Veröffentlicht am 09.06.2021 in Kreisverband

Die Geburtsstation des Bad Saulgauer Krankenhauses soll zum 1. Juli schließen. SPD-Bundestagskandidat Robin Mesarosch kritisierte den Vorgang scharf. „Die Geburtsstation hat man kaputtgespart“, so Mesarosch: „

Die Hebammen, Pflegekräfte und die Ärzteschaft hätten sich enorm engagiert. Allerdings seien die Arbeitsbedingungen insbesondere für die Hebammen immer schlechter geworden. „Die Geschäftsführung hätte sich aktiv für ihre Beschäftigten einsetzen müssen.

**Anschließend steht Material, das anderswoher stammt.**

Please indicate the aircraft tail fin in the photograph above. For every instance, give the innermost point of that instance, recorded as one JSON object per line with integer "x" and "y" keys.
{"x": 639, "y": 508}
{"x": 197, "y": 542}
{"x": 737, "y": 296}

Stattdessen hat man die Station an die Wand fahren lassen und zeigt jetzt auf den Fachkräftemangel“, erklärt Mesarosch: „Es bleibt der Eindruck, dass den Verantwortlichen die Geburtsstation schlicht zu teuer geworden ist.“

„Die Bedürfnisse der Menschen müssen in der Gesundheitsversorgung immer wichtiger sein als finanzielle Interessen“, betont Mesarosch: „Und rund 700 Geburten, Tendenz steigend, zeigen, dass wir die Geburtsstation in Bad Saulgau wollen und brauchen.“

Der Bundestagskandidat sieht auch, dass die SRH-Kliniken an gesetzliche Vorgaben gebunden sind, die dringend verändert werden müssen. „Unser Gesundheitswesen muss auf das Patientenwohl ausgerichtet sein“, so Mesarosch: „Um finanzielle Einzelinteressen zurückzudrängen, muss man das große Rad drehen. Wir müssen Schluss machen mit der Gewinnmaximierung im Gesundheitswesen.“ Dafür wolle sich der SPD-Kandidat im Bundestag einsetzen.